Come ripreso dalla sala da Chiara Matteini, una paziente con una malattia cronica non è più padrona del tempo: il tempo, come la comunicazione neuronale nella sclerosi multipla, si fa intermittente, e rende discontinuo ed imprevedibile il rapporto con esso, ponendo la persona maggiormente di fronte al non avere tempo e alla morte. Per l’autrice questa esperienza, associabile a quanto avviene nei luoghi di guerra tra le persone che non sono più padrone di nulla, permette l’emersione dell’autentico dell’essere umano, nella sua dimensione anche brutale e feroce che potrebbe portare un civile ad uccidere per sopravvivere, così come ad un malato fare pensieri malevoli su chi è sano.
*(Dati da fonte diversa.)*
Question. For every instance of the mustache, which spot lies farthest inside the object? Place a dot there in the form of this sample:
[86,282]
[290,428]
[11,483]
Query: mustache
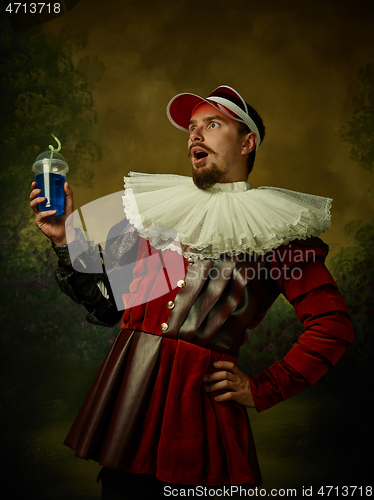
[204,148]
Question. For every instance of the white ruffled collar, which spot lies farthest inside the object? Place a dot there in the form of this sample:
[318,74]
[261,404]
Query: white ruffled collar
[229,218]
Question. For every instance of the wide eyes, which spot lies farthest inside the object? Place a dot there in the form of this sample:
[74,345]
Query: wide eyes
[211,125]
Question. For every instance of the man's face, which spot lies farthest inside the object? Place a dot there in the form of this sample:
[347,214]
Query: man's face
[217,150]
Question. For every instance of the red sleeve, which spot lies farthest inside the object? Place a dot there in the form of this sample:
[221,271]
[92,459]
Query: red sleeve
[327,331]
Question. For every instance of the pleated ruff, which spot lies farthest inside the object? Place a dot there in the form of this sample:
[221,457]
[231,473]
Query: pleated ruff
[148,412]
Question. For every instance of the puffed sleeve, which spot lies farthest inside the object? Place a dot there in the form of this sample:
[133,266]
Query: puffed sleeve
[308,285]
A partire da una sollecitazione dalla sala, nella persona di Alessia Fusilli De Camillis, la relatrice riprende il senso dell’ospedale vissuto come processo, definendolo un luogo, per chi ha una malattia cronica, che mette a contatto con altre persone portatrici di un male destinato a durare e di cui si può osservare il potenziale, rendendo quindi il rapporto con lo spazio ospedaliero inevitabilmente conflittuale.
Concludendo, Balsamo afferma che nella rappresentazione della malattia che fa Mannocchi, c’è una lotta per afferrare l’inafferrabile, una necessità di confrontarsi con la brutalità della malattia attraverso il dare un nome giusto e autentico a quanto accade, così come la necessità di andare oltre il linguaggio sostando tra il visibile e l’invisibile.
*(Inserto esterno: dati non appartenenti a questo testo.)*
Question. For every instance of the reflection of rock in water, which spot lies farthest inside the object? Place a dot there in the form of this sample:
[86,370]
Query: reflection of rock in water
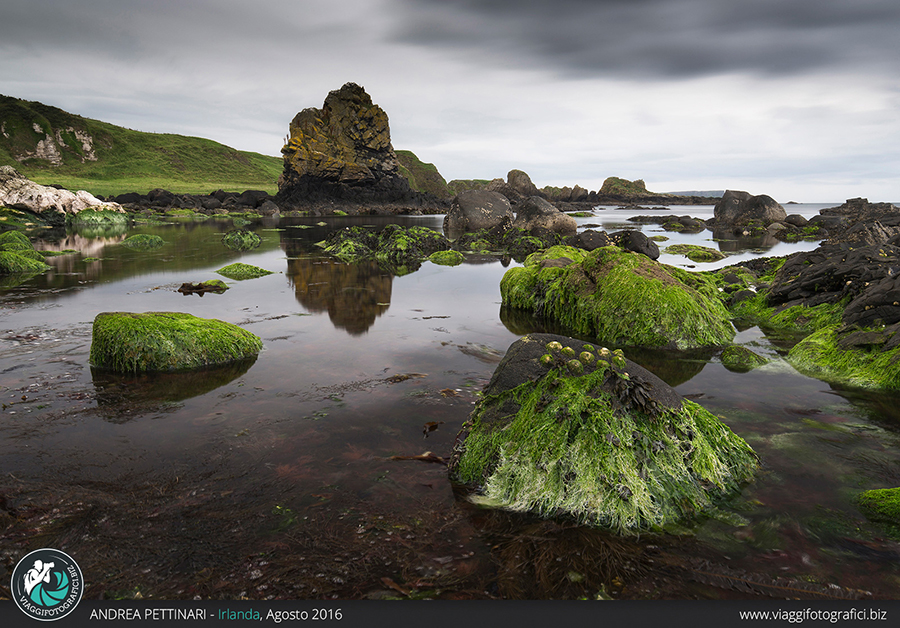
[121,398]
[539,559]
[354,295]
[730,243]
[673,367]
In merito a questo, per Mannocchi la dimensione dell’autentico permette di affrancarsi dalla identità di vittima con cui viene spesso associata una persona con una malattia. Citando Daniele Giglioli nel suo libro “Critica della vittima”, sottolinea quanto la vittima smetta di essere un attore politico perché non rappresenta più quello che può fare ma quello che le è stato fatto. Il rischio è che si è quello che si subisce e che la propria narrazione sia solo nel passato, forse nel presente ma di certo non nel futuro. Se la malattia non viene declinata nel futuro, per la persona rimane sempre e solo una condanna. Per questa ragione, Manocchi sottolinea quanto sia necessario non porre la malattia in una dialettica bellica, che preveda un vincitore e un perdente all’interno di un linguaggio in cui si celebra l’eroismo del singolo e la propria combattività; piuttosto porre la malattia all’interno di un processo collettivo che garantisca tutela e cura senza distinzioni, vittime e vincitori.